The catch is that under a fixed-rate system a country yields some or all of its monetary independence. In the case of euro-bloc countries this means yielding to the European Central Bank, and for dollar-bloc countries to the U.S. Federal Reserve.

This is what China has done with its yuan peg to the dollar. By maintaining a fixed yuan-dollar rate, China has subcontracted much of its monetary discretion to the Fed in return for the benefits of exchange-rate stability. For more than a decade, this has served the world economy well, leading to an explosion of trade, cheaper goods for Americans that have raised U.S. living standards, and new prosperity for tens of millions of Chinese.

Read the entire article, with special attention to how a market solution may be the answer to the problem,

China’s build-up in dollar reserves is contributing to the world’s anger at China, and it represents a huge misallocation of global resources. Instead of letting its dollar reserves find their best private investment use, China uses them to buy U.S. Treasury bills or Fannie Mae securities.

One solution would be to make the yuan convertible, and let capital and trade flows adjust through private markets rather than the Chinese central bank. This is how Germany recycles its trade surplus. A one-time small revaluation to, say, 6.5 yuan to the dollar accompanied by convertibility would help with global adjustment while avoiding the perils of Japan-like deflation.

The Chinese government resists open capital markets because it fears less political control. At least at first a convertible yuan might also lead to a surge in capital outflows from China as Chinese companies and individuals diversified their currency holdings and investments. But over time, and probably quickly, markets would adjust and reach a new equilibrium. Convertibility would also increase the domestic pressure for China to further liberalize its financial system.

This is where the U.S. should put its diplomatic pressure, rather than on the exchange rate. Even better would be a joint U.S. Treasury-Chinese declaration on behalf of such a policy shift, which would give credibility to the new monetary arrangement.

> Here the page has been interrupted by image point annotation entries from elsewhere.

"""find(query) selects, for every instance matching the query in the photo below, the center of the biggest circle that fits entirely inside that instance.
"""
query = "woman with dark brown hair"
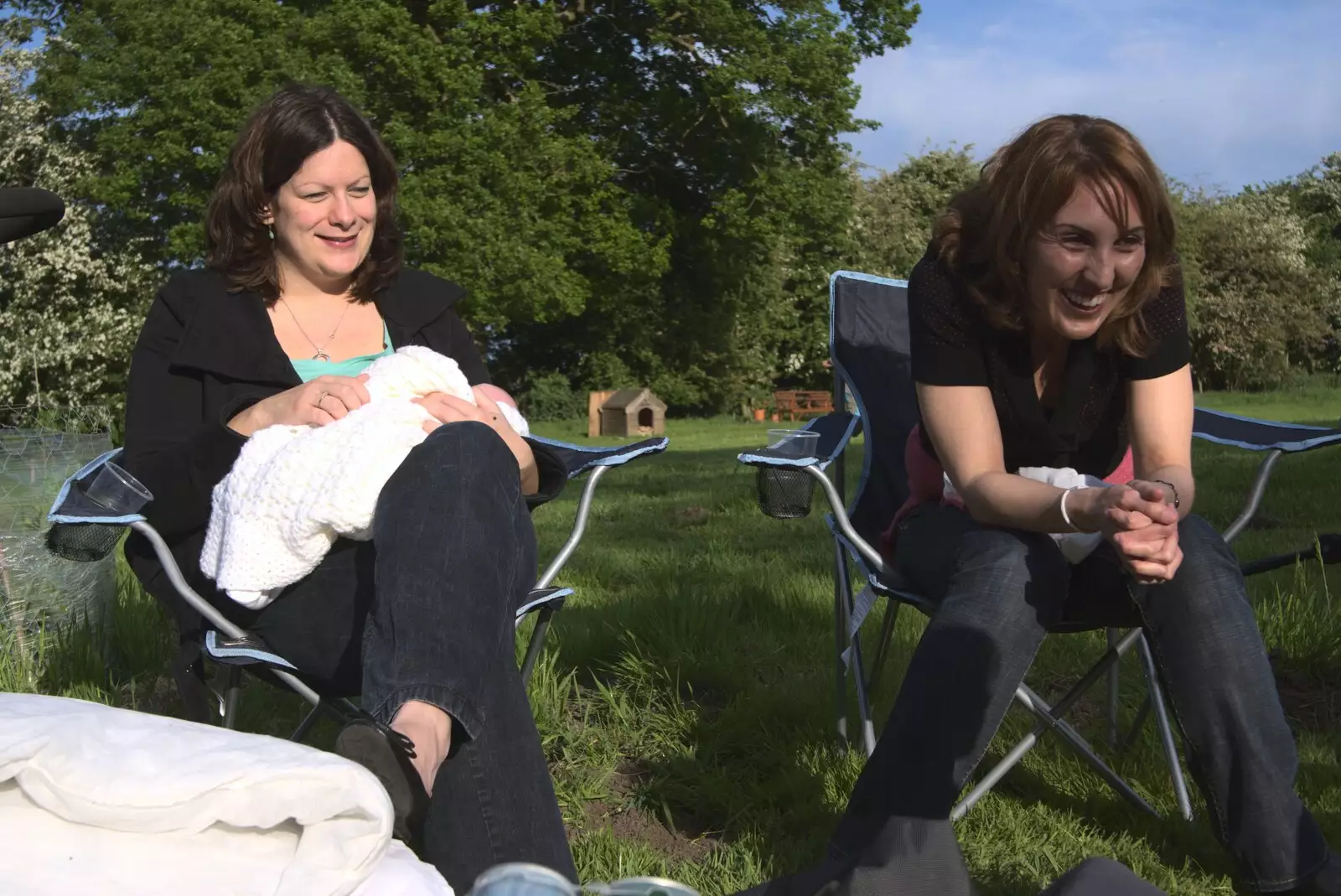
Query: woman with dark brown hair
(305, 288)
(1049, 334)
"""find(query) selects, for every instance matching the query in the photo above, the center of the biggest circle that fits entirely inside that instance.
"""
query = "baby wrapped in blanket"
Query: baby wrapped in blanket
(294, 489)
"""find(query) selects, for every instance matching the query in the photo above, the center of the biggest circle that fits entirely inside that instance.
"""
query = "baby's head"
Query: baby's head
(495, 395)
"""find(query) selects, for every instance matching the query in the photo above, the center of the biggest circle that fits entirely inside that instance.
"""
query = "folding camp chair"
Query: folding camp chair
(869, 349)
(84, 530)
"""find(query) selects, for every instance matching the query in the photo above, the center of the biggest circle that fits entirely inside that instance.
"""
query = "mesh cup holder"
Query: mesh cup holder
(84, 542)
(784, 494)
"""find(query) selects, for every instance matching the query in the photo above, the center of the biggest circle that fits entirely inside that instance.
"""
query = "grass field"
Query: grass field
(686, 699)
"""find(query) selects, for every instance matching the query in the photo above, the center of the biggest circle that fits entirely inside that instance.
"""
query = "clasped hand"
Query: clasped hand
(1143, 529)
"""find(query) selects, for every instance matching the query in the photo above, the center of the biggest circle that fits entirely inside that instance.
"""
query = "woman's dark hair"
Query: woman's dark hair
(295, 122)
(985, 234)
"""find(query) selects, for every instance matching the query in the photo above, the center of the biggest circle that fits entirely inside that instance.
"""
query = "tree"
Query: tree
(896, 210)
(1258, 308)
(724, 121)
(69, 315)
(647, 189)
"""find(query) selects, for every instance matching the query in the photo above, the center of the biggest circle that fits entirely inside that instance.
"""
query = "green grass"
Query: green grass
(687, 694)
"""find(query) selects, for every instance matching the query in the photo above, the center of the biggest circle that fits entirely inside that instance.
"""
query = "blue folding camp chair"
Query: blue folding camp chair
(869, 349)
(85, 530)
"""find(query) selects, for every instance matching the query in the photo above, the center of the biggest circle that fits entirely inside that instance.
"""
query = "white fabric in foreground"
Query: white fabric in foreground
(1076, 546)
(96, 800)
(294, 489)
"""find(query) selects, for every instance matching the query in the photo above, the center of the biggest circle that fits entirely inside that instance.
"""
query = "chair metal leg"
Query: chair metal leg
(1142, 715)
(1050, 719)
(1073, 738)
(232, 692)
(1113, 684)
(868, 726)
(533, 648)
(1162, 722)
(841, 640)
(306, 724)
(887, 632)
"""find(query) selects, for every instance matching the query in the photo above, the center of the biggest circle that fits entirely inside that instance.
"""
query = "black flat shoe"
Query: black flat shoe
(1327, 882)
(388, 757)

It would be interesting to see the effect of a surge in capital outflows from China on the economies of our hemisphere, since the Chinese have been investing heavily in producers of raw materials, mines, and commodities. The dangers of volatility and political risk are holding back a lot of investments, but would the increase in outflow make investors less risk-adverse?

Either way, the answer does not lie in Keynesian-type solutions.